The end of the f***ing world by ClapMag

Au fil de ses huits épisodes, The End of the F***ing World convie tout un imaginaire bien éloigné de l’univers formaté de la teen série. « You make me feel like I’m living a teenage dream« , chantait Katy Perry dans une décapotable lancée sur les longues routes américaines. Ce besoin de liberté et d’explorer – et repousser – ses propres limites est bel et bien là, exacerbé par l’esthétique du road movie auquel la série emprunte beaucoup. James et Alyssa roulent sans grands objectifs, font étapes dans des stations services et petits restos un peu crados, sur fond de musique pop ou country des années 1960-1970. Fleetwood Mac, Wanda Jackson, The Belles ou même Françoise Hardy quand les sentiments se confondent (« Voilà, je regarde les autres. Pourtant je ne leur trouve rien« ), et la musique du guitariste de Blur, Graham Coxon, en fil rouge… The End of the F***ing World se plaît à brouiller les pistes, se teinte d’une ambiance américaine intemporelle et convoque les fantômes d’inoubliables voyageurs, entre grands voyous et âmes perdues. Bonnie & Clyde ne sont jamais bien loin, la relation tumultueuse entre James et Alyssa n’hésitant d’ailleurs pas à faire écho aux tensions (et problèmes) sexuels entre les deux gangsters iconiques tels qu’Arthur Penn, Warren Beatty et Faye Dunaway les ont immortalisés.
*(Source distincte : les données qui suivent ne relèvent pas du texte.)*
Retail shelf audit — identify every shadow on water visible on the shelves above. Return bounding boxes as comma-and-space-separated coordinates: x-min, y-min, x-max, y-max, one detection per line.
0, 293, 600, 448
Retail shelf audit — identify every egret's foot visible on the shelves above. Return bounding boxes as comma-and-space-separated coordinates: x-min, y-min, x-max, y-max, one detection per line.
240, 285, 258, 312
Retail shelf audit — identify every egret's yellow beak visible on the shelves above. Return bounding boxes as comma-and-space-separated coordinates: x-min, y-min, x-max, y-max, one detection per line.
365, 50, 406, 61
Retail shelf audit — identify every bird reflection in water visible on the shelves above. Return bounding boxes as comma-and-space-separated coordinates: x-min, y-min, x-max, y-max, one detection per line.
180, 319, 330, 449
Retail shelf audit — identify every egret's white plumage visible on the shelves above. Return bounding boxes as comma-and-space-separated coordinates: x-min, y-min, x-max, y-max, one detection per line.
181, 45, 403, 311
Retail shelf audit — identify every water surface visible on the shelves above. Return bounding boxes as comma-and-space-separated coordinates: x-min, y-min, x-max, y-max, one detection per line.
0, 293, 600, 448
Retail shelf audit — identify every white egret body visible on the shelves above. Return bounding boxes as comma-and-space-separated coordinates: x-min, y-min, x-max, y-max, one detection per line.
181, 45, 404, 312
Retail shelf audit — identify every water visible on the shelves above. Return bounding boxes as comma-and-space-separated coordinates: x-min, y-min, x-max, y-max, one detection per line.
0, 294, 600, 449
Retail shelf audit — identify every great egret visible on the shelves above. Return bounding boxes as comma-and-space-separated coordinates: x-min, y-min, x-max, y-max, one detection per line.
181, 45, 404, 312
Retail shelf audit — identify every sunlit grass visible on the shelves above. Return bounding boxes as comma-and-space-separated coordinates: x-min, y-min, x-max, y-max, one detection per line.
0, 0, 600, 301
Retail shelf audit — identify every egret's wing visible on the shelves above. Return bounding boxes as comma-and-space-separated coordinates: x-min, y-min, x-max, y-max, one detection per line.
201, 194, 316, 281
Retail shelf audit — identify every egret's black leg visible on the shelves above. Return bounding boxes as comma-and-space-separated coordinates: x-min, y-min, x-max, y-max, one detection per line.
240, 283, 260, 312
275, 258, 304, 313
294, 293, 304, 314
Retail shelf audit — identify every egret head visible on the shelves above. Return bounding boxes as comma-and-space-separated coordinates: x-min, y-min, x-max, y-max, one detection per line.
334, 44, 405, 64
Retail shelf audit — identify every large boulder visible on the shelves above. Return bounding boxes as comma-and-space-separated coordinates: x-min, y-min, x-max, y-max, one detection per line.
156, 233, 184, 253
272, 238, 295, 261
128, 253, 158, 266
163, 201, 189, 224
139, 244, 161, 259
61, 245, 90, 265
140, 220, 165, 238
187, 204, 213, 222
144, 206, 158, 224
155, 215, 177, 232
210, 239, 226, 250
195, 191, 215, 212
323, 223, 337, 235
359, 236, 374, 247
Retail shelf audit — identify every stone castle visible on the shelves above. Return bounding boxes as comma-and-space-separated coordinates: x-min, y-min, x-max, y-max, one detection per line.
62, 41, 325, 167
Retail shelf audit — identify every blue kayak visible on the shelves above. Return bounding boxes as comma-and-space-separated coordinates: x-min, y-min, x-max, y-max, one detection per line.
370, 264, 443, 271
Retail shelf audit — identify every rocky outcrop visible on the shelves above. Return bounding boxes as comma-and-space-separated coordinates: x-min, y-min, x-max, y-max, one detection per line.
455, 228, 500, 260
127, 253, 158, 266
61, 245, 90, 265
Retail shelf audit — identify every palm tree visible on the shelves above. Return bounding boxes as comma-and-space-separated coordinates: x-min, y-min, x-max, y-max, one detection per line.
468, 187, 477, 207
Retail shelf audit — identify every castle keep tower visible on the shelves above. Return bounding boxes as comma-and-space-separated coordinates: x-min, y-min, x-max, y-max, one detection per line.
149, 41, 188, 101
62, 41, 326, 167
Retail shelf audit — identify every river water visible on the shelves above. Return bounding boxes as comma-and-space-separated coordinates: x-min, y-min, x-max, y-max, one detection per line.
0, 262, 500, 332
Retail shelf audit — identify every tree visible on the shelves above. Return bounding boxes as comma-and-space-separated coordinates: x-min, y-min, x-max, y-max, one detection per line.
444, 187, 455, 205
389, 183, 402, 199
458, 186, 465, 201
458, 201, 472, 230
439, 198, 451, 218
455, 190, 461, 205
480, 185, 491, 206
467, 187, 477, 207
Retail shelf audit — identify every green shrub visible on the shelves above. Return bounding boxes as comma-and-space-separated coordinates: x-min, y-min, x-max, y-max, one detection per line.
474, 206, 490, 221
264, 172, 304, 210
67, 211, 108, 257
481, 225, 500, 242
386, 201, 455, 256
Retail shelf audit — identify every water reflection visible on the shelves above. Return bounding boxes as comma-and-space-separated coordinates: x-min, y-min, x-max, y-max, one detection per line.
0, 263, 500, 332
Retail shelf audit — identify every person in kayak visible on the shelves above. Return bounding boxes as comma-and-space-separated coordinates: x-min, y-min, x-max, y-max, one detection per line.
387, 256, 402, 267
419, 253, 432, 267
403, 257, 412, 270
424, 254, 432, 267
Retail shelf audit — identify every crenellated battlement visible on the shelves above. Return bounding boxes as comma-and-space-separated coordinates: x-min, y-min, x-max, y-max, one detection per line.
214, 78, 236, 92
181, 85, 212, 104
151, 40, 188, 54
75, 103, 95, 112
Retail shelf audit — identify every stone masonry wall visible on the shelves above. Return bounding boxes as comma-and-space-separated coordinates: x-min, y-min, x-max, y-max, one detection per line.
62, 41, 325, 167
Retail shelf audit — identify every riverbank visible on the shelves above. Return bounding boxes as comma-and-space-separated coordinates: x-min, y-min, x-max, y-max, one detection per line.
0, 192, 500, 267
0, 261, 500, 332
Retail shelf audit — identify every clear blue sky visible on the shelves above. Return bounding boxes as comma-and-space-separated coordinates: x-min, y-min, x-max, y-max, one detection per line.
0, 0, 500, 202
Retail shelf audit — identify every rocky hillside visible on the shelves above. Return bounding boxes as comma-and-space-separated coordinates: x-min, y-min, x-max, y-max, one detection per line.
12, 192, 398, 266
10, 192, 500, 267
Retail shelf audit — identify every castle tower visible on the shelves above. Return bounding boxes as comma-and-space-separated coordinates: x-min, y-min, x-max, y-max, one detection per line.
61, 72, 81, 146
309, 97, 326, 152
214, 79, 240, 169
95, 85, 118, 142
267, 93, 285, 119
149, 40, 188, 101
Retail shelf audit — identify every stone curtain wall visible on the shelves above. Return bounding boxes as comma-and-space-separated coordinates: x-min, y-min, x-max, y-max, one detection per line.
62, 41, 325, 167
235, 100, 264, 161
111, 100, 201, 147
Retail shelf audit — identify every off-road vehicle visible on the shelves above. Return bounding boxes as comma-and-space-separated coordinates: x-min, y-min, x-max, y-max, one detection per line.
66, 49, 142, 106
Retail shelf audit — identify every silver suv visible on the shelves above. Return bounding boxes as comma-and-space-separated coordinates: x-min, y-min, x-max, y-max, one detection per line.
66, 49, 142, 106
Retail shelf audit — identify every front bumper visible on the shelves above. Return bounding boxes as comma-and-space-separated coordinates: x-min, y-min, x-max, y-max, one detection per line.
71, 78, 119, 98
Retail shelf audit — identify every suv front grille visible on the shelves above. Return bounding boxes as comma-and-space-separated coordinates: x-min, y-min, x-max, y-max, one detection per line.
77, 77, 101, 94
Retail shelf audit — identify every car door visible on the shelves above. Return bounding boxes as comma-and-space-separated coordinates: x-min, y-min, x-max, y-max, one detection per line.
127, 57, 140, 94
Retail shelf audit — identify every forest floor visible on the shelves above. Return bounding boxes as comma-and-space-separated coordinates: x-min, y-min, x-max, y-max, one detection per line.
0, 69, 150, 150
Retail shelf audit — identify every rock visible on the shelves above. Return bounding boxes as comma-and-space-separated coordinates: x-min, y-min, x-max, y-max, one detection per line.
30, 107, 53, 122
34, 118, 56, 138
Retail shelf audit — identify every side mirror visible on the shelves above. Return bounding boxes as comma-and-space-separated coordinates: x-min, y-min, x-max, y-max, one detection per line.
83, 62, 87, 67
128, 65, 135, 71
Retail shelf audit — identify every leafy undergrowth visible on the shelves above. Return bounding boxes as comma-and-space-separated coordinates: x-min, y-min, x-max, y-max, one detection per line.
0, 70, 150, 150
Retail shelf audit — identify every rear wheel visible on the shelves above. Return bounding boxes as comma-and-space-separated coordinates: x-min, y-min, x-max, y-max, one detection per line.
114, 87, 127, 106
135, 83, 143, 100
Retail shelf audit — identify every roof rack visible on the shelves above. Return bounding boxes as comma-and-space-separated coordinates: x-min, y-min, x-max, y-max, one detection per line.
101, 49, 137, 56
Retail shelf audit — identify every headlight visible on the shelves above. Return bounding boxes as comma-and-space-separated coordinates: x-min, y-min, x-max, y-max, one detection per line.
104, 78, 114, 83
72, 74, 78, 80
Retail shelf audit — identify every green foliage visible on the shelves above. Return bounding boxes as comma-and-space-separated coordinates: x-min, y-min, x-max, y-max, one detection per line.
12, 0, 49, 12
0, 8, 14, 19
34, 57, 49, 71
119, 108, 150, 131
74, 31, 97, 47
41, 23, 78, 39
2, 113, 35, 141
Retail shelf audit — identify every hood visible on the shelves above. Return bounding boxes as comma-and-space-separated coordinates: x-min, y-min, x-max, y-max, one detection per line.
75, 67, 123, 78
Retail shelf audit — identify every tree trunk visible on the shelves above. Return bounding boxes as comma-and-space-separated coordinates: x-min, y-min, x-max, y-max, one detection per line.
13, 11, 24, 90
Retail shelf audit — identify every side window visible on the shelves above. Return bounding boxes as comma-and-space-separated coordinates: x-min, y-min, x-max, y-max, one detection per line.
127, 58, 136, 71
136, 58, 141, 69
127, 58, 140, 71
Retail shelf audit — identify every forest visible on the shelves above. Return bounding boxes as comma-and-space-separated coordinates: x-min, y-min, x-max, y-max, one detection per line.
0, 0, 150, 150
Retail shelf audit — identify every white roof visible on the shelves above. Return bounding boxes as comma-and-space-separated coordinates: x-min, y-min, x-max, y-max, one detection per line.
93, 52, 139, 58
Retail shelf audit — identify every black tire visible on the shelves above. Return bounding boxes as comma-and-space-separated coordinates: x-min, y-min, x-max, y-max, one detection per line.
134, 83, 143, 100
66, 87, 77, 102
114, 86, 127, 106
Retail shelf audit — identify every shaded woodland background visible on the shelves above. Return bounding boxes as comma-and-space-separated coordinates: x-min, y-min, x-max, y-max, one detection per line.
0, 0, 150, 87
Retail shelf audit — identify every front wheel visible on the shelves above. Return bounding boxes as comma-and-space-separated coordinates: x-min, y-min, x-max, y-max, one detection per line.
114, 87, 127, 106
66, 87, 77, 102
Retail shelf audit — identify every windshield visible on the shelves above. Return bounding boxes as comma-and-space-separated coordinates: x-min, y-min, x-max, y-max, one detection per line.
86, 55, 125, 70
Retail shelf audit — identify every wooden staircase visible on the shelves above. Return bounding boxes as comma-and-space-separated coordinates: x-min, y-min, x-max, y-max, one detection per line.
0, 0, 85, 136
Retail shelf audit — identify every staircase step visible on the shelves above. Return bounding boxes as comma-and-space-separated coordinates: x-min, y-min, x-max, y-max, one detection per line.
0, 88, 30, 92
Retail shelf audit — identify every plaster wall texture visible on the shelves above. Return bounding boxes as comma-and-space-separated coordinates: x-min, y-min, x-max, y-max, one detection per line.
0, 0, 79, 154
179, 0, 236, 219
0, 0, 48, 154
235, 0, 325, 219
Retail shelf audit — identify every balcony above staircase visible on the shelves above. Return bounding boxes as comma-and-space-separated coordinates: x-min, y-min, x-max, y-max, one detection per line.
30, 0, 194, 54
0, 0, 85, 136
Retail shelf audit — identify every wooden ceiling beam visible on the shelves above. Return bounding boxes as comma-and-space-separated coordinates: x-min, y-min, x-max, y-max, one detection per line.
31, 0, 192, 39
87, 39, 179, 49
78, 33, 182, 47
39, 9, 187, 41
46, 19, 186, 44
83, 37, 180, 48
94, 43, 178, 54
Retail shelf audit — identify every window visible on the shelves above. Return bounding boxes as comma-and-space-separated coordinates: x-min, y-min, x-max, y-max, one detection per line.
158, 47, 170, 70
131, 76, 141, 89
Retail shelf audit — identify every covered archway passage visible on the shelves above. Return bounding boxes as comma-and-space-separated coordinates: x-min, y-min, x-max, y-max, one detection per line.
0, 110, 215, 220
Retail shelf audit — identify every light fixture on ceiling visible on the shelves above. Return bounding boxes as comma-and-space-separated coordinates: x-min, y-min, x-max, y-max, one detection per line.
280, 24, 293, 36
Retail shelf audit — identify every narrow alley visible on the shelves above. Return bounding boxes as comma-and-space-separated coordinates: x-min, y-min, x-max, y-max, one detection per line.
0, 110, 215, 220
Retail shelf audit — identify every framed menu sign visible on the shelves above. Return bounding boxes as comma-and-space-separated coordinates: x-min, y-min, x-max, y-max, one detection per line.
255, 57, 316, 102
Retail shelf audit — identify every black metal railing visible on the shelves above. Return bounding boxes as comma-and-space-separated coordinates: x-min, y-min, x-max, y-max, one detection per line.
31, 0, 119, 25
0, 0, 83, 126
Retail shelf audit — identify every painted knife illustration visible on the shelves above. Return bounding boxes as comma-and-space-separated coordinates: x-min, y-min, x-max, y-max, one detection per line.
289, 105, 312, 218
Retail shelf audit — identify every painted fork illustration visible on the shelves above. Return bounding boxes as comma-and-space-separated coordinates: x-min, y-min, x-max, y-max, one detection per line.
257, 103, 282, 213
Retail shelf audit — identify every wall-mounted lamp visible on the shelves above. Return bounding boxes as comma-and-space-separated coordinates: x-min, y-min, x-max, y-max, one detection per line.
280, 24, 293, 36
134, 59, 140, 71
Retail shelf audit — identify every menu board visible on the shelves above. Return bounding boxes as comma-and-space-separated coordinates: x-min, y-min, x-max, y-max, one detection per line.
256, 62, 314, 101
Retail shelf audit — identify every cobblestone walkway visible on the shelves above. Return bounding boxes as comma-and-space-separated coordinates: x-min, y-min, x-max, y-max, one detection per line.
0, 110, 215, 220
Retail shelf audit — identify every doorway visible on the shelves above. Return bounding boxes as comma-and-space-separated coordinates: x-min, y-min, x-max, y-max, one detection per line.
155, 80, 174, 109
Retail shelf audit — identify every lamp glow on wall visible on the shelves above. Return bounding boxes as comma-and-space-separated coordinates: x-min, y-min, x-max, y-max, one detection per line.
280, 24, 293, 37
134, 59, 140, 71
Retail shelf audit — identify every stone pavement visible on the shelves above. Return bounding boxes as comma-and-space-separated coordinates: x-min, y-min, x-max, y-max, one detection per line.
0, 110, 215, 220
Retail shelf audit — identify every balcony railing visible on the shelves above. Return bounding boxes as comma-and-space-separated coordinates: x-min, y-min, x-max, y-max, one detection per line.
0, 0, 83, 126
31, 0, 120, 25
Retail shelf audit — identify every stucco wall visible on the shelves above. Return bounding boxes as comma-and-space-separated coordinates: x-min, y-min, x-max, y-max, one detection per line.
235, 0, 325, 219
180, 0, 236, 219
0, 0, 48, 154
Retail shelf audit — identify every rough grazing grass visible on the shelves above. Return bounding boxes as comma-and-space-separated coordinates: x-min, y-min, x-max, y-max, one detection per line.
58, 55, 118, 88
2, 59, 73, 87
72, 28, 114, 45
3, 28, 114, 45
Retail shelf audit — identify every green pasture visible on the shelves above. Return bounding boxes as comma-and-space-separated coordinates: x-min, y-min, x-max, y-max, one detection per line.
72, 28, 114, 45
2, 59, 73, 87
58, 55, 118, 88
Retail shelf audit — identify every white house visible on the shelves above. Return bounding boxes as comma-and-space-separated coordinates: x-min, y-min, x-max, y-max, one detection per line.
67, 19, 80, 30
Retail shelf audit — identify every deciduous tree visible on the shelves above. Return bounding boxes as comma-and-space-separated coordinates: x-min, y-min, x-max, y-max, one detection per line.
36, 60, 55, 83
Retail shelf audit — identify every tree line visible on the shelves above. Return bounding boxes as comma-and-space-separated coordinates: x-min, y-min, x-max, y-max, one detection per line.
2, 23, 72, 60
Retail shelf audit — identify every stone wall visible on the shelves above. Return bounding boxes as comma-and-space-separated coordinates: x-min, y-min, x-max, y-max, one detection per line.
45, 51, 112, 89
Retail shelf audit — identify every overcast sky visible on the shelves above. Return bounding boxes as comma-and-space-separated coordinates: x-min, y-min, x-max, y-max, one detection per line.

En huit petits tours de piste de seulement 20 minutes, soit trois fois rien pour une série, Charlie Covell est parvenu à nous présenter deux jeunes (anti-)héros comme la télévision en crée bien trop peu. Impertinents, anti-conformistes et libres, peut-être plus dans l’espace que dans leurs têtes. En leur compagnie, c’est à une ballade infernale et jouissive que le spectateur prend part, bourrée d’humour noir, de rencontres dangereuses et exaltantes. Avec The End of the F***ing World, Netflix a trouvé une pépite. Une saison 2 serait déjà en prévision. Un grand merci à Channel 4, son diffuseur original, de lui permettre d’exister.

The End of the F***ing World, de Charlie Covell. Adapté du roman graphique de Charles S. Forsman. Avec Alex Lawther et Jessica Barden. 8×20′. Road-série adolescente. Diffusée sur Channel 4 (Grande-Bretagne) et Netflix (International).